S: I wrote an essay on Chardin called The Man with the Red Crayon. There’s a beautiful self-portrait of him looking a bit funny, with a kerchief on his head to keep his hair out of the way, and he’s holding a red pastel crayon. It’s wonderful! I think the artist’s hand is in painting. In Chardin’s still lives, you feel the human being who was just there with the fruit or the objects. He evokes the missing person. You feel the absence of the human presence and the tender caresses of Chardin’s brush. I do, anyway. But you have to spend time with the work and ask yourself what the heck is going on. 
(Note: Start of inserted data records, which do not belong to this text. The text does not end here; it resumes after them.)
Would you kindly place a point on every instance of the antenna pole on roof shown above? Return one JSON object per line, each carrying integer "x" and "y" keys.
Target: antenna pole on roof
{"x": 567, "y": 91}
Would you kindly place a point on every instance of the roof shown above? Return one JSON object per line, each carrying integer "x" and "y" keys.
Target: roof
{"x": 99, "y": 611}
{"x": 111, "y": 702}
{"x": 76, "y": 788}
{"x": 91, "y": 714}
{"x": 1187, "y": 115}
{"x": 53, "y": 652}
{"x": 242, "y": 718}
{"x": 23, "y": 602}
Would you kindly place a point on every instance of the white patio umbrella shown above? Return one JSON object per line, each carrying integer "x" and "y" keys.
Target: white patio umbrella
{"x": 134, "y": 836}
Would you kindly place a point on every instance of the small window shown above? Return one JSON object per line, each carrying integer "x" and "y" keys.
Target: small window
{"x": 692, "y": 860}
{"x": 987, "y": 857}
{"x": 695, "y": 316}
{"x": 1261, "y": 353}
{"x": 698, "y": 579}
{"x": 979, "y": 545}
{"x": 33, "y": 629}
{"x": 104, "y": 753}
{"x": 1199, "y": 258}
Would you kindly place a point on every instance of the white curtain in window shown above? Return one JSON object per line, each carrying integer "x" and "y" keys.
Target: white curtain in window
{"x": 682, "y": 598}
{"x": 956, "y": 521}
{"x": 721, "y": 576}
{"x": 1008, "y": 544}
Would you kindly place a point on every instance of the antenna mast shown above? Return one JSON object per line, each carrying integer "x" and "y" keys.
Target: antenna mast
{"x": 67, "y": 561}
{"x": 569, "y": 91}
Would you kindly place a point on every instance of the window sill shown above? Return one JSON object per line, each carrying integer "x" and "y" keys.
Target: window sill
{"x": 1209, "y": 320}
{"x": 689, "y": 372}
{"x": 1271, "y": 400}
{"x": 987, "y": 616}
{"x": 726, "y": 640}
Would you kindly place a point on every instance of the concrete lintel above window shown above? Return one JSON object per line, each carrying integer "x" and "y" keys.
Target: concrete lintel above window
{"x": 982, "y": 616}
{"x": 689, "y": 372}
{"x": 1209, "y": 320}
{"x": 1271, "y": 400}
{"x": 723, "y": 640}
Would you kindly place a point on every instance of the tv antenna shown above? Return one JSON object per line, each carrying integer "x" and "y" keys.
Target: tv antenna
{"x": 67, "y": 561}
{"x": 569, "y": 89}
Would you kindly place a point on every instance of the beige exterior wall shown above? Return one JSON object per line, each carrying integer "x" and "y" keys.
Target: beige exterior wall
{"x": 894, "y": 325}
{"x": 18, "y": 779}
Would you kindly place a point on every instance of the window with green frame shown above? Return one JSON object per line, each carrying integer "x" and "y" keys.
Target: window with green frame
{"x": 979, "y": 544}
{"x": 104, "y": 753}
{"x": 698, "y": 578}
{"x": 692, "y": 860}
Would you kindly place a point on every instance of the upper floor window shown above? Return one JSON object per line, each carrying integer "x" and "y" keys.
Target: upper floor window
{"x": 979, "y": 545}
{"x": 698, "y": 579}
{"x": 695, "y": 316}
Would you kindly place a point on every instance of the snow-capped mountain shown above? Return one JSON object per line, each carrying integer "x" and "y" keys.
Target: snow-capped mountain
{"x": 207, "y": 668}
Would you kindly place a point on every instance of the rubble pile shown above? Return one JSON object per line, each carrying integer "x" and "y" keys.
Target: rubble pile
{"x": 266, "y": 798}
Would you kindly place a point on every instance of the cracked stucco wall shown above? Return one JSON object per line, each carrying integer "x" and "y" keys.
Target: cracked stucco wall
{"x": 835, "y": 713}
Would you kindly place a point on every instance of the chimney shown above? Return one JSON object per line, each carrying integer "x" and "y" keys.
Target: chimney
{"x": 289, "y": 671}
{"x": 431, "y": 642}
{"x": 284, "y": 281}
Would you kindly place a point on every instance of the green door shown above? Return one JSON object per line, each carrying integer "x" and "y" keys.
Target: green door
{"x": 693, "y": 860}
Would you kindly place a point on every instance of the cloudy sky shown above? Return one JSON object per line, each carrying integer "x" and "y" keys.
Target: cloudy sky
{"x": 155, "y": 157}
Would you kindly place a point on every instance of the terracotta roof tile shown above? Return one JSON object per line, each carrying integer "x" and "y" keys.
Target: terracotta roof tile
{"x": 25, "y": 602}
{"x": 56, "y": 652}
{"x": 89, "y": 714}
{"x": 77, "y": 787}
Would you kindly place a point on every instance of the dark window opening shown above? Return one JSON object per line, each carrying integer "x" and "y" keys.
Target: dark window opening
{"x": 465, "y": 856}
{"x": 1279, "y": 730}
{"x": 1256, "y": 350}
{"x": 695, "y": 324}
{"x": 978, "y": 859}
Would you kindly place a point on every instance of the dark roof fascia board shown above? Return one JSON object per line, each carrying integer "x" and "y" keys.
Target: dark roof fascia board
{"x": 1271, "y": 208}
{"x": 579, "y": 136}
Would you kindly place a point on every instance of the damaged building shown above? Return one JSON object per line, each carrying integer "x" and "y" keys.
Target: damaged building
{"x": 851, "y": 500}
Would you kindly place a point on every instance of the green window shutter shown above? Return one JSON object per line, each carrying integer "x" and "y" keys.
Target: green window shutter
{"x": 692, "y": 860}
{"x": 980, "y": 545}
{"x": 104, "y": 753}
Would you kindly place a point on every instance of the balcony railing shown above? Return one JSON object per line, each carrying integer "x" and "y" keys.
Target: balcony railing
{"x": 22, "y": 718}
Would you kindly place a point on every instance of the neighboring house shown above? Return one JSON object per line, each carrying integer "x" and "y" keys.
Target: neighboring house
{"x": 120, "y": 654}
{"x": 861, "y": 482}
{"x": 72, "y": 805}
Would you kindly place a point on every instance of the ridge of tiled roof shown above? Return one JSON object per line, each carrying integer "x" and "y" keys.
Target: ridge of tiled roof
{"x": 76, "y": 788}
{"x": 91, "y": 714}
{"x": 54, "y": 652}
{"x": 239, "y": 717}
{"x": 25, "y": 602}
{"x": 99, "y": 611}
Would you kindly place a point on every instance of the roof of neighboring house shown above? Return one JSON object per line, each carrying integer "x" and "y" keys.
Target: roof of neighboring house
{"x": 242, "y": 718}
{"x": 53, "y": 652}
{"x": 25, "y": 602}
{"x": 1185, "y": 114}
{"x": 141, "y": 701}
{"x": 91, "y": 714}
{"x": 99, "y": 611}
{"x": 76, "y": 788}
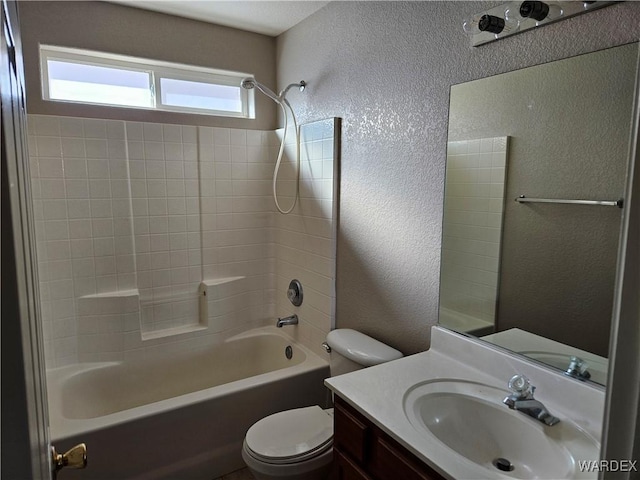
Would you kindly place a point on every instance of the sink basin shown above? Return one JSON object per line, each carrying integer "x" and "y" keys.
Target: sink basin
{"x": 470, "y": 419}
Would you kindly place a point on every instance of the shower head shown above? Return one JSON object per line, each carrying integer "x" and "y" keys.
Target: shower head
{"x": 301, "y": 86}
{"x": 250, "y": 83}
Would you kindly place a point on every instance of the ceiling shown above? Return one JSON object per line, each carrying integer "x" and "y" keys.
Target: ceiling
{"x": 262, "y": 16}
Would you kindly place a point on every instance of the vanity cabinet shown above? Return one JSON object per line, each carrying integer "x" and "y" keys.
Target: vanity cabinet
{"x": 364, "y": 452}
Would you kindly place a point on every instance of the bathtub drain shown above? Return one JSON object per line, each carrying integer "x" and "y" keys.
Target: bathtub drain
{"x": 503, "y": 464}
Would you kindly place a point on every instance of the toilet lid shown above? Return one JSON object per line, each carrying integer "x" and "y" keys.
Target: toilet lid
{"x": 291, "y": 435}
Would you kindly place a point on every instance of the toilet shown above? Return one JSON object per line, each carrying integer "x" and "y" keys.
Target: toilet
{"x": 298, "y": 444}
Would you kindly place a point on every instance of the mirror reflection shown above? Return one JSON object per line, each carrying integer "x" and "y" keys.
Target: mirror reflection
{"x": 538, "y": 278}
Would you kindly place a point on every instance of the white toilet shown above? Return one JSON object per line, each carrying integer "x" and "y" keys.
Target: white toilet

Self Portrait with an Easel av Jean-Baptiste-Simeon Chardin

M: You once said that when you spend time with art, you want to be as open as possible. Do you have some kind of technique for that?

S: Concentration is essential, and plenty of time. I spend at least two hours with a work of art I want to get close to. I did a pod cast recently about the process. I was asked to go somewhere in New York and look at a picture. I picked Bellini’s St Francis in Ecstacy in the Frick Museum. I went there and spent about two hours looking at it. I always have a notebook with me, to make notes, and draw the shapes of what I see while I’m looking. The fact that it was a really famous picture dropped away pretty fast, after ten or fifteen minutes, and then I found myself in contact with this object and the story, the story in the picture and my story of looking over time at the image, and what I discovered in it. It can often take quite a bit of time to see the structure of a painting, or notice small, odd things about it. I don’t let my mind wander, but I try to be alert to associations. If something comes to you, there is usually a reason, and there is great pleasure in figuring out those links.